膝関節の変形の進行やお尻の筋肉(中殿筋や大殿筋など)の筋力低下に伴って、歩いた時に膝関節が曲がった状態で外側に開きブレてしまう現象(外側スラスト)(図)が出現してくる場合もあり、膝関節の痛みに繋がってしまうため、歩行動作分析も実施していきます。

腿前の筋(大腿四頭筋)やお尻の筋(殿筋群)の筋力低下や膝関節のアライメントの他にも、全身の筋力や連動した体幹や下肢の運動、股関節や足関節の変形も膝の痛みに関与してくるため、併せて体幹・股関節や足関節・足部の変形の確認も行います。
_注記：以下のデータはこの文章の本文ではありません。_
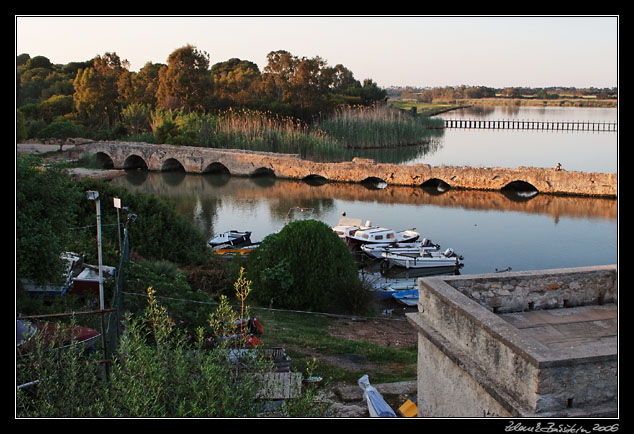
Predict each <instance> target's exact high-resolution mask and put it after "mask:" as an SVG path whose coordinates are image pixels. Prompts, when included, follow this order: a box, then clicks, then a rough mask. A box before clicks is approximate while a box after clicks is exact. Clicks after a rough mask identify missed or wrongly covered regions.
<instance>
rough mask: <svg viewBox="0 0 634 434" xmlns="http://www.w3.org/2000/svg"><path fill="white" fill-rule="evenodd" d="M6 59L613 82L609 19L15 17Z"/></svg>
mask: <svg viewBox="0 0 634 434" xmlns="http://www.w3.org/2000/svg"><path fill="white" fill-rule="evenodd" d="M15 18H16V19H15V49H16V54H21V53H28V54H30V55H31V56H37V55H42V56H46V57H48V58H49V59H50V60H51V61H52V62H53V63H61V64H65V63H68V62H71V61H84V60H88V59H91V58H92V57H94V56H95V55H97V54H99V55H103V54H104V53H106V52H116V53H117V54H118V55H119V57H121V58H122V59H127V60H128V61H129V62H130V69H131V70H133V71H138V70H139V69H140V68H141V67H142V66H143V65H144V64H145V63H146V62H148V61H150V62H153V63H166V62H167V57H168V56H169V54H170V53H171V52H172V51H174V50H175V49H177V48H179V47H182V46H184V45H186V44H191V45H194V46H195V47H197V48H198V49H200V50H203V51H206V52H208V53H209V55H210V61H211V63H212V64H214V63H217V62H222V61H225V60H227V59H230V58H232V57H237V58H240V59H244V60H250V61H252V62H255V63H256V64H258V66H259V67H260V70H262V69H263V68H264V66H265V65H266V55H267V54H268V53H269V52H270V51H275V50H286V51H289V52H290V53H291V54H293V55H295V56H298V57H309V58H310V57H315V56H320V57H321V58H323V59H325V60H326V62H327V63H328V65H330V66H334V65H336V64H339V63H341V64H343V65H344V66H345V67H347V68H348V69H349V70H351V71H352V72H353V73H354V76H355V78H356V79H358V80H360V81H362V80H363V79H365V78H371V79H372V80H374V81H375V82H376V83H377V84H378V85H379V86H381V87H389V86H392V85H394V86H406V85H409V86H416V87H438V86H457V85H462V84H464V85H483V86H490V87H497V88H501V87H507V86H526V87H548V86H573V87H578V88H582V87H597V88H603V87H614V86H618V54H619V51H618V42H619V31H618V22H619V19H618V17H617V16H584V17H580V16H568V17H566V16H563V17H561V16H553V17H550V16H535V17H529V16H503V17H502V16H486V17H478V16H464V17H454V16H444V17H436V16H431V17H425V16H419V17H409V16H406V17H403V16H379V17H369V16H352V17H350V16H337V17H335V16H321V17H316V16H306V17H302V16H293V17H284V16H277V17H264V16H252V17H244V16H238V17H235V16H234V17H211V16H208V17H202V16H200V17H199V16H186V17H185V16H183V17H179V16H169V17H151V16H129V17H121V16H63V17H62V16H59V17H58V16H16V17H15Z"/></svg>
普段履いている靴の確認も行い、必要に応じて足型や足サイズの計測も行っていきます。膝関節の内側に体重が多くかかり、歩くときに痛みを生じる場合などに、靴の中にインソールを入れて、体重のかかる位置を変化させることで、歩く時の症状緩和を図っていきます。
変形性膝関節症の理学療法の実際
病期やステージなどを考慮し、個々の機能障害に対して、適切な理学療法を行っていきます。
関節変形や痛みが少ない場合は、症状の軽減や膝関節の変形の進行予防する目的で、膝関節の曲げ伸ばしの可動域練習や関節モビライゼーション、大腿四頭筋や殿筋群・体幹の筋力トレーニング、膝関節に負担のかかりにくい動作指導や生活指導を行っていきます。また、膝関節の疼痛軽減には、体重の管理も重要です。BMIが25以上の場合は、減量についてもアドバイスをしていきます。
自宅で出来るトレーニングとしては、膝のお皿を動かす練習(図)や膝関節の可動域改善の運動や大腿四頭筋や大殿筋・中殿筋の筋力トレーニング(図)、体幹・下肢への体重の乗せ方や歩き方の練習(図)も行っていきます。
中等度の変形や歩く時や荷重時に膝関節の痛みがある場合は、可動域練習や筋力トレーニングに加えて、膝関節の負担や痛みの軽減目的で、杖などの補助具の使用、オーダーメイドインソールの作成も検討していきます。